In yesterday's mail there was a letter from a credit card company. It had my address with another person's name. What are the possible reasons for this and what actions (if any) should I take?

Relevant information:

We have been in our house for ten years. No one else has lived here. (no old occupant mail has ever come)

We do not have a credit card from this company (American express).

The letter was a denial for credit.

No one has been around our mail box.

There is no person on our street with this name.

If it was attempt at fraud, wouldn't someone use our name, not our address?

Should I call the company who sent the letter, call the police, place fraud alert on our credit report, all or none of the above?

Thanks very much.
posted by scubbadubba to Law & Government (10 answers total) 2 users marked this as a favorite
Reasons, I don't know. One easy action is to write, "Not at this address" on the envelope and put it back in the mailbox.
posted by not that girl at 11:30 AM on February 6, 2009

It could be an accident on the part of the person who typed in the application form, does your street have a North and South (or East and West) versions, that could have gotten mixed up during data entry?

It could be a low-level fraud against AMEX; they had a booth at some public event with a s "sign up and get this gift" offer, and someone who wanted the gift, but not the AMEX, just threw in some bogus info that happened to line up with your address.

It wouldn't hurt to put a fraud alert on your credit, the police probably won't care because if it is a theft attempt, it failed, and they're too busy trying to solve crimes caused by more successful criminals, but YMMV.
posted by nomisxid at 11:31 AM on February 6, 2009

You might want to check your credit report (which you can do for free once a year). I discovered a few years ago that for one of the bureaus, my address and SSN were associated with another name -- same initials, same last name, but different first name. Didn't happen on the other two bureaus, and I have no clue how it got that way, but I did once get mail for the other person at my address.
posted by olinerd at 11:39 AM on February 6, 2009

I second checking your credit report, sometimes 2 different people's info can get conflated. You can get your report for free at www.annualcreditreport.com

If you do find other people's info on your report, contact the bureaus to see how it can be fixed.
posted by DrGirlfriend at 11:44 AM on February 6, 2009

You might want to check your credit report (which you can do for free once a year).

There are three credit bureaus, so you can get a free credit report from each of them once a year. You can stagger out the requests every four months, if you like, or you can request all of them at the same time.
posted by scody at 12:06 PM on February 6, 2009 [1 favorite]

They often show different information. I used to suggest Experian, then Equifax, then Transunion. But really there's no way to know if anything will show up at all (about this) or if it will show up on all three, or just one.

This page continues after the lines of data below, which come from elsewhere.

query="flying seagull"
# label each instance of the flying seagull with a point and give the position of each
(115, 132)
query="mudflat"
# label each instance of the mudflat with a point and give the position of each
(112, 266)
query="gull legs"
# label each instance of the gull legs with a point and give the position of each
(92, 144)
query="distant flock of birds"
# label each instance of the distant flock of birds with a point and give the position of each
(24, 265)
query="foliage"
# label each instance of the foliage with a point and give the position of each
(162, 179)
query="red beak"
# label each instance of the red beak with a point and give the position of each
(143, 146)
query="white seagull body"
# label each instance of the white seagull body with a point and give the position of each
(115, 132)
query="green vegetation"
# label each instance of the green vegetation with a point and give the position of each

Call Amex's fraud line and talk to them.
posted by cashman at 12:31 PM on February 6, 2009

Call AMEX before you go to any other effort. A few years ago, I got a similar letter, called their cust. service line and their CSR told me due to a database fiasco, AMEX sent out thousands of similarly mis-addressed letters.
posted by jamaro at 12:34 PM on February 6, 2009

Second jamaro: Call AmEx. There should be a number on the letter you received. Just tell them that that person doesn't live at that address. They'll probably be glad to hear from you.
posted by valkyryn at 1:05 PM on February 6, 2009

What everone else has said, but really why is this even an issue? Mistakes in addressees and addresses happen all the time. Give it back to the postman or just throw it away.
posted by elendil71 at 2:04 PM on February 6, 2009

What everone else has said, but really why is this even an issue?

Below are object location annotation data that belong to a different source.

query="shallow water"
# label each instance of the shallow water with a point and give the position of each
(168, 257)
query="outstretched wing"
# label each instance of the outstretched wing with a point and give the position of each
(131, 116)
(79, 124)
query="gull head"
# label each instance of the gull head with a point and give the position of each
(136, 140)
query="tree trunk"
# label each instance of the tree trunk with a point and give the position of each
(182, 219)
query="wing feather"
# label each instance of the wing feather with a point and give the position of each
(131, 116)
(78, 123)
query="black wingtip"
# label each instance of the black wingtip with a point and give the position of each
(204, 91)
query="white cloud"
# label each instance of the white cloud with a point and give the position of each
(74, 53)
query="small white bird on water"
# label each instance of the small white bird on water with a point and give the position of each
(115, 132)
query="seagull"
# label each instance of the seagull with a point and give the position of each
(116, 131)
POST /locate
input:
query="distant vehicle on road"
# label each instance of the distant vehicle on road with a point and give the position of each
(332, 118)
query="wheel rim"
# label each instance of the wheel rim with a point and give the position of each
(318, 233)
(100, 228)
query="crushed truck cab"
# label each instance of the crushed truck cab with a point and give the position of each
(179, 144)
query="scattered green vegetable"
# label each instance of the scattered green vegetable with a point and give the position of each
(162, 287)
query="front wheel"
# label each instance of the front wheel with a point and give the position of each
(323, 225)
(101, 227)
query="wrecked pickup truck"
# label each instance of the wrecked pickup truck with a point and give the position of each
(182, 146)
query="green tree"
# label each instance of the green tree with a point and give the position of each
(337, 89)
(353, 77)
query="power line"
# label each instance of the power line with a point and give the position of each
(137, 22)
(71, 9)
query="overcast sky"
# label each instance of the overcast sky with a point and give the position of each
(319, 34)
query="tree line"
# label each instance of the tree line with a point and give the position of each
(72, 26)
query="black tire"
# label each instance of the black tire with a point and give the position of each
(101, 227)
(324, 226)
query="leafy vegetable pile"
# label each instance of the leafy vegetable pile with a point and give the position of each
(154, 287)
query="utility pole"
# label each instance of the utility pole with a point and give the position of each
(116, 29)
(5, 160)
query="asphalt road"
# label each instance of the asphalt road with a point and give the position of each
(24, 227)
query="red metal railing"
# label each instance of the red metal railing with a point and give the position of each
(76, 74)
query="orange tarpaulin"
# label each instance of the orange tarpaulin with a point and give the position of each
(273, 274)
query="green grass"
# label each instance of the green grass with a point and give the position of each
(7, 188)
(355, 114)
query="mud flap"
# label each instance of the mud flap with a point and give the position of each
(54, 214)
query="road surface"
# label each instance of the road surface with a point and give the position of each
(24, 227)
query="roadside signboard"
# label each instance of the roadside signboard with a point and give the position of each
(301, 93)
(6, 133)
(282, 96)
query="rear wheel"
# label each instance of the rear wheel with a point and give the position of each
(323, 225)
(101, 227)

Step one: apply for a card in your real name, or a fake name, but someone else's address.

Step two: if this is a success, intercept the card at the mailbox and go shopping. If you used a fake name, it'll be online shopping, and if you used a real name, it'll be in-person shopping.

Step three: throw the card away if it was in-person shopping, and intercept the shipment(s) at the mailbox if it was internet shopping.

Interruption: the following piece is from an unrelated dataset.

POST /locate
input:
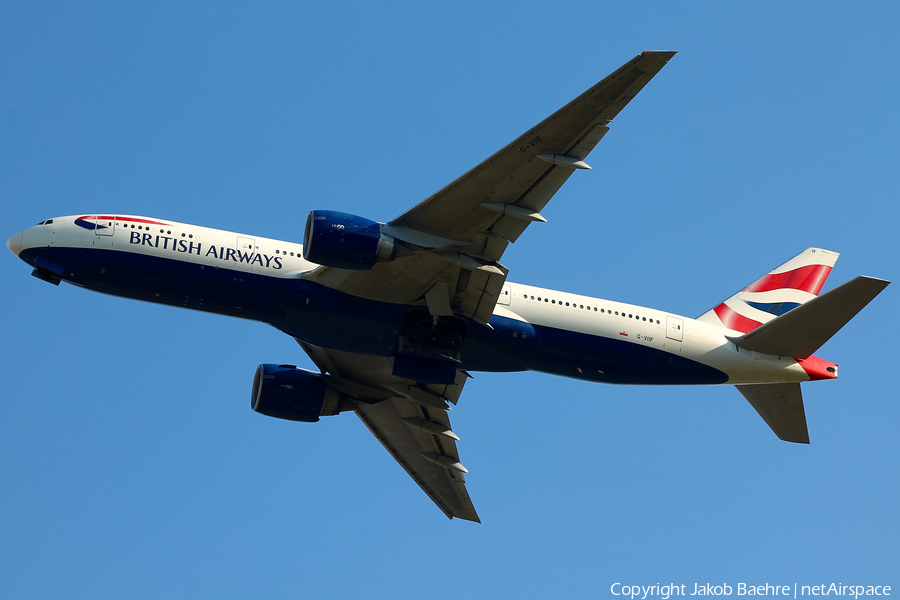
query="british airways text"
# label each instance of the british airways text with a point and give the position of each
(191, 247)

Step four: when the credit card companies come looking for payment, they'll start harassing the people at the address you used.

Odds are it won't work, because the credit card companies try to prevent this from happening -- so someone doing this is likely going to fill out more than one application, to improve those odds. Just because one failed doesn't mean none of them succeeded. So best to follow up and keep an eye on the credit reports for a while.